Then, a few weeks passed, she called me the litter is born, and said will email me the photos later. However, it's another week waiting, no photos at all. I contact her and she told me she has been ill, and will send photos soon.


So far another week passed, still no photos.


---------------------------
Because I'm going to adopt two different kinds of kittens, and so I'm on another breeder's waiting list. Her reply my contact very quickly, I can reach her at anyway(email, text and mobile). Even the kitten I'm looking for is not born yet. She keeps sending me videos of her other litters. The young kittens are so adorable and I'm very happy that I put my name on her waiting list.
------------------------------


I had noticed the big difference of passion between the two breeders. And I have to say I'm pretty worry about the first breeder. I always worry if the kitten is born and if she do will contact me on time, before the day she told me the litter is born. And after the day the kittens born, I keep worrying if she is going to send me the photos. I can't call her a lot. That's kind of annoying behavior.
If anyone has an idea of what does my first breeder means,please you are super welcome to comment.


----------



## Mandy and Ellie (Oct 22, 2013)

The breeder who doesn't get back to you often could just truly be busy. The breeder I got my two Persians from is an older woman who travels a lot, watches her grandchildren often, and is just on the go a lot. She's also not very good with technology so it took her a while to send me pictures, and sometimes it would be a few days before she would respond to my emails. At first I thought it was odd that it took so long for her to respond - until I met her and realized she just isn't good about checking her iPad and isn't very technologically savvy. 

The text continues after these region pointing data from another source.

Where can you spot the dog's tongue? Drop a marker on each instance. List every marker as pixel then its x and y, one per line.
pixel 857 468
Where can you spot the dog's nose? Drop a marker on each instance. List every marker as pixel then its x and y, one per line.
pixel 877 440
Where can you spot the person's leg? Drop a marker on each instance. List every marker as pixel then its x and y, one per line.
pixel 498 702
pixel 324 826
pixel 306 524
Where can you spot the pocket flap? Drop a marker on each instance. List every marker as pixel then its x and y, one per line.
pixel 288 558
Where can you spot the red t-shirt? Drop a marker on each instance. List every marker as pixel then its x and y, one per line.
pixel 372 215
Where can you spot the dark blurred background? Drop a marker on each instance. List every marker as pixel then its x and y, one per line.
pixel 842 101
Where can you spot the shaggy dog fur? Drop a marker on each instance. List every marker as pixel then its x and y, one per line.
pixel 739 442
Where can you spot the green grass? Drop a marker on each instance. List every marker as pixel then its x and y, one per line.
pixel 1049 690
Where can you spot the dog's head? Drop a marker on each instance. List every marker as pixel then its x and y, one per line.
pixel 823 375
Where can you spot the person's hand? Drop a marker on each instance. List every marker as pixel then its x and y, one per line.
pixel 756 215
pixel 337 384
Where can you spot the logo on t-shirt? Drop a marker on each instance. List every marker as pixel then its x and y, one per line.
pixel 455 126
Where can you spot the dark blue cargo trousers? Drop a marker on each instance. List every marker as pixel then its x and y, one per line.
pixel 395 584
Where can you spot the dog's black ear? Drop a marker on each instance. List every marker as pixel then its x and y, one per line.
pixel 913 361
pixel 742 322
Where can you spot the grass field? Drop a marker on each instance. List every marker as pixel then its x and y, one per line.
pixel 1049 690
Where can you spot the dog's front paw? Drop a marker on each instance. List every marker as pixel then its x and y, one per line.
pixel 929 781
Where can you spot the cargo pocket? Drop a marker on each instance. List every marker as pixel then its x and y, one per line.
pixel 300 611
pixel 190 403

Don't let that totally deter you - that doesn't necessarily mean she's a bad breeder, just like the breeders who respond instantly aren't necessarily good. In fact, some of the ones who were super quick to respond were way too big for my tastes - breeding was literally their business and sole source of income and they had entirely too many cats for me to feel comfortable. I worried that they just bred nonstop and the cats were probably caged. Where as my breeder only bred her cats rarely and the cats lived in her home and were 100% house cats.

If I were you, I'd contact the breeder and ask if you can come see the kittens. That way you can meet her in person and see if she's a good person/breeder and just bad at responding, or if she really is sketchy. It's difficult to read and understand people without actually meeting them face-to-face.


----------



## DreamInTheWoods (May 23, 2015)

Hi Mandy, 
Thanks for your reply. The breeder is in the other province, it's hard for me to go meet her in person. I will wait longer to see. Hope the breeder do heal quickly and send me the photos soon.


----------



## Mandy and Ellie (Oct 22, 2013)

You are very welcome! I know how eager you are to get your new baby, I remember checking my email nonstop waiting for a response from my breeder! I hope everything works out and the breeder does get back to you.  Good luck with your new kitties!


----------



## Arianwen (Jun 3, 2012)

Even though one of my best friends is a very successful breeder, I only ever adopt (even though he will give me a non show quality one for nothing) so I am really ignorant on this. Hope you get the advice you need.


----------



## doodlebug (May 13, 2006)

Personally, I would never buy a kitten from a breeder that I couldn't visit and see how they operate. So I would suggest finding a breeder closer to home. Have you sent this breeder any money?


----------



## DreamInTheWoods (May 23, 2015)

Hi. Not yet, she doesn't even start asking for deposit. And the city I live now only have a few breeders, and are not the type of cat I'm looking for. But the breeders I found all have someone's recommendation, so they are not suspious to me. I wonder what will happen after a month, it's almost 3 weeks since the kittens are born.


----------